隣り合う二人が、互いの配偶者が関係をもっていることを突きとめ、そして稽古をはじめる。はじめは詰問を、やがて自分たちの別れを。だからこれは、真であることが、その身分を保留されたままで言われうる唯一の形についての映画であり、そしてその稽古が決して終わることを許されないときに何が起こるかについての映画である。

  • 憧れと抑制
  • 結婚
  • 孤独
  • スクリーンの女性

香港、一九六〇年代の初め。二組の夫婦が同じ日に、同じ混み合った集合住宅の部屋へ移ってくる。一方の夫婦の男と、他方の夫婦の女が、小さな証拠からゆっくりと、互いの配偶者が関係をもっていることを突きとめる。

そのあと二人が行うことが、この映画でもっとも奇妙で最良のものであり、そしてそれはふつう抑制として記述されるが、実際には方法である。

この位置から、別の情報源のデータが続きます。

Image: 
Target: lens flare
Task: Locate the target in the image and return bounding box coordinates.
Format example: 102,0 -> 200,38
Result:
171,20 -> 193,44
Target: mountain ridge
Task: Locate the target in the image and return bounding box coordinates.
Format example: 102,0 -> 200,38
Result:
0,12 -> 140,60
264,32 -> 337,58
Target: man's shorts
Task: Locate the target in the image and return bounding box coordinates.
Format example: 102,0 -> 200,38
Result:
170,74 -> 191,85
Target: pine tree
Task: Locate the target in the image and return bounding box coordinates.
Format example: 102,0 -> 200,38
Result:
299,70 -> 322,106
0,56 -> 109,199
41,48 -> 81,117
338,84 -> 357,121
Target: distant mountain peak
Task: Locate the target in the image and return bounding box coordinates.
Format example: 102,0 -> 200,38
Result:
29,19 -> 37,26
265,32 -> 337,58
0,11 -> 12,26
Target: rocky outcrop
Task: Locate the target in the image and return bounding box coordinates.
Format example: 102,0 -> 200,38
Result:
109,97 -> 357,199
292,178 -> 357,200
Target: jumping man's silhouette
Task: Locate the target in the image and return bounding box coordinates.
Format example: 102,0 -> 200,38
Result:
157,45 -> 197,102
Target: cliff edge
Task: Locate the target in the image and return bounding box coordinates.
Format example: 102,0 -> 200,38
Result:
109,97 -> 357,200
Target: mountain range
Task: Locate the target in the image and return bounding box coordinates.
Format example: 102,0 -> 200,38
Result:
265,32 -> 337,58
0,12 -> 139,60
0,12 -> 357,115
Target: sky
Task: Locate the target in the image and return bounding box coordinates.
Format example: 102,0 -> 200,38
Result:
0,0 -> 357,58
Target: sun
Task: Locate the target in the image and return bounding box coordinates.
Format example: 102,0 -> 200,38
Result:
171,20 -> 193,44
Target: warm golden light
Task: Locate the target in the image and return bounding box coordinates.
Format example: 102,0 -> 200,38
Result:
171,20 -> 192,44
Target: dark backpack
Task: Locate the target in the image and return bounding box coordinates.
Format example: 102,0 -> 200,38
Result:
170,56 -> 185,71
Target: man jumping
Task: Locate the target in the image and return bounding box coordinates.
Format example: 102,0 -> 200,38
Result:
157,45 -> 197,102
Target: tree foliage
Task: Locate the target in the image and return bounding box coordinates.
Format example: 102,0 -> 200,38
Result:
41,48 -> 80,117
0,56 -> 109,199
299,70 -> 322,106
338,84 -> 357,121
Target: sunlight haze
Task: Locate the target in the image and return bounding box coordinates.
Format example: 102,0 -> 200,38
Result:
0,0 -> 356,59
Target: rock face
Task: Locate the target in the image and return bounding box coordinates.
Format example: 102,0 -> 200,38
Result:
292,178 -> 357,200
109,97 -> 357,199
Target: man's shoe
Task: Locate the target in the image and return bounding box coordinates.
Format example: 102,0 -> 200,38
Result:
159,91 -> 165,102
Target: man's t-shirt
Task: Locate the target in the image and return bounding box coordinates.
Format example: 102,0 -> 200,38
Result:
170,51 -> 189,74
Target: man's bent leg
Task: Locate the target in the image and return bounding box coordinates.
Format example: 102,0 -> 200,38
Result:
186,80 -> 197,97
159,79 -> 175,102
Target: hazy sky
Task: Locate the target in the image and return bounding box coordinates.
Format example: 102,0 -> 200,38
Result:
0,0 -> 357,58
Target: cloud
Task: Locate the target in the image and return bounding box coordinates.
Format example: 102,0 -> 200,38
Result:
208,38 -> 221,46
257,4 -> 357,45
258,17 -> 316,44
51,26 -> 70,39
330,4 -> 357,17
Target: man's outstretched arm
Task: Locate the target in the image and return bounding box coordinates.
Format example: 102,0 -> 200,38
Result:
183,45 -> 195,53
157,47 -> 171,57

二人は稽古をはじめる。会い、そして自分たちの配偶者を演じる。それぞれが詰問を稽古できるように。彼女が彼の妻の役を取り、彼が問いを発せるように。彼が彼女の夫の役を取り、彼女がその答えを、自分が堪えられる声で聞けるように。二人はそれを一度より多く行う。告げられる瞬間を稽古し、そしてのちに——二人のどちらも名づけないものが二人のあいだに育ったあとで——自分たちの別れを稽古する。一方が去る者を演じて。

この映画の主題は、起こらなかった恋ではない。その主題は稽古である。言うことが暫定であると宣されたとき、人は何を言えるのか。

そして台帳がこの月に付している私的な一文が、この映画がそれに答えるために建てられているものである。「まだ、うまく言えない。けれど、このままでもいたくない。」

この章が欠けていると述べた形

この図書室は一年のあいだ固有の問題を周回してきて、そしてこの映画はその答えを含んでいる。だから答えを主張する前にその問題を正確に名づける価値がある。

その問題。宣言は必要であり十分ではない。女性は自分が何を望むかを正確に知っていながら、要求、不満、あるいは冷たさ以外の何かとして受け取られるような述べ方をまったく持たないことがありうる。欠けているのは誠実さではない。形である。

そして数日前、一つの恋の全体を夫に語りながらその一語も届かない女性についての映画を読んで、この章はもう半分を加えた。ありうる受け手のない内的な出来事は情報を戻せない。それは循環することしかできない。そこで欠けていたものは受け手だった。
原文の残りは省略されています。